SpatialBench: real world tasks for spatial agents
98 dataset/eval packs across 4 spatial technologies // test harness, open formats and examples available on GitHub // eval banks as structured documentation of tacit knowledge
Agents are starting to work for spatial data analysis, but it’s often unclear how to measure their performance on real world tasks or rigorously compare different systems. Introducing SpatialBench, a suite of 98 dataset/eval packs constructed in collaboration with spatial vendors and scientists on tasks like cell typing, cell segmentation and spatially aware differential expression.
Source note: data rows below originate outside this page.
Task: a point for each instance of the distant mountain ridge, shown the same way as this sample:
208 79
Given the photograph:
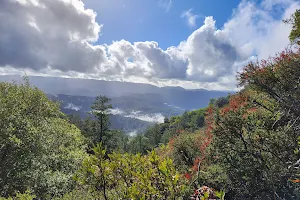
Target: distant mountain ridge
136 105
174 96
High scores on SpatialBench represent expert and industrially relevant analysis ability across four different spatial technologies, tissue types and diseases. We benchmarked our spatial agent against Sonnet 4.5, GPT-5-Codex and Qwen 2.5 Coder in a minimal harness (a slightly adapted version of the Bash only SWE-bench harness). These early results show considerable engineering is needed to extend computer use agents to biology. There is a lot of work remaining to saturate these benchmarks.
We’re also releasing a batched test harness, eval spec and a representative subset of tasks/datasets on GitHub. While we built this tool to measure and improve our own product, we hope others find the open resources useful.
SpatialBench evals represent practical analysis tasks
This benchmark is focused on real world analysis work and each task was constructed actual chunk of work from our customers and their scientists.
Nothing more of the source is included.